Competition watchdog says Vodafone’s merger with Three could leave customers worse off

The Competition and Markets Authority (CMA) said it feared the deal could reduce competition in Britain's telecommunications industry and raise prices for consumers and businesses.

Mar 22, 2024 - 08:54
Competition watchdog says Vodafone’s merger with Three could leave customers worse off

Britain's competition watchdog has raised concerns over the £15bn tie-up of Vodafone and Three UK and launched an in-depth phase two investigation.

Britain’s competition watchdog has raised concerns over the £15bn tie-up of Vodafone and Three UK and launched an in-depth phase two investigation.

The Competition and Markets Authority (CMA) said it feared the deal could reduce competition in Britain’s telecommunications industry and raise prices for consumers and businesses.

In January, the CMA kicked off a formal investigation into whether the merger between Vodafone’s UK operation and CK Hutchinson’s Three UK would substantially lessen competition.

The regulator’s phase one investigation found the combination of the second and fourth largest mobile operators in the UK, “could lead to mobile customers facing higher prices and reduced quality.”

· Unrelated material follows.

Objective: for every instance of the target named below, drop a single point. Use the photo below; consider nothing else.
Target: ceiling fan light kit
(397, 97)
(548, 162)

The first phase of the investigation found that Vodafone UK and Three UK provide “important alternatives” for customers, having made substantial investments in UK mobile network infrastructure in recent years, including 5G networks.

What’s more, the CMA said Three is “generally the cheapest” of the four large mobile network providers.

It added: “The CMA is concerned that combining these two businesses will reduce rivalry between mobile operators to win new customers. Competitive pressure can help to keep prices low, as well as provide an important incentive for network operators to improve their services, including by investing in network quality.”

Three and Vodafone have five working days to respond with “meaningful solutions” to the CMA.

Vodafone chief exec, Margherita Della Valle, has previously said the deal will be “great for customers, great for the country and great for competition.”

The new entity would be 51 per cent Vodafone-owned and 49 per cent CK Hutchinson-owned.

But the deal will reduce the number of UK networks to three from four, which has sparked concerns that it could hurt consumers and create a monopoly in Britain’s telecoms market.

Three UK, owned entirely by Hong Kong-based CK Hutchinson Holdings, has also sparked concerns among MPs and trade bodies, who have said the company’s links to China may endanger national security. Both operators strongly dispute this.

Julie Bon, Phase 1 decisionmaker for this case at the CMA, said: “Millions of people in the UK depend on effective competition in the mobile market in order to access the best deals for them.

Bon added: “Whilst Vodafone and Three have made a number of claims about how their deal is good for competition and investment, the CMA has not seen sufficient evidence to date to back these claims.”

“Our initial assessment of this deal has identified concerns which could lead to higher prices for customers and lower investment in UK mobile networks. These warrant an in-depth investigation unless Vodafone and Three can come forward with solutions.”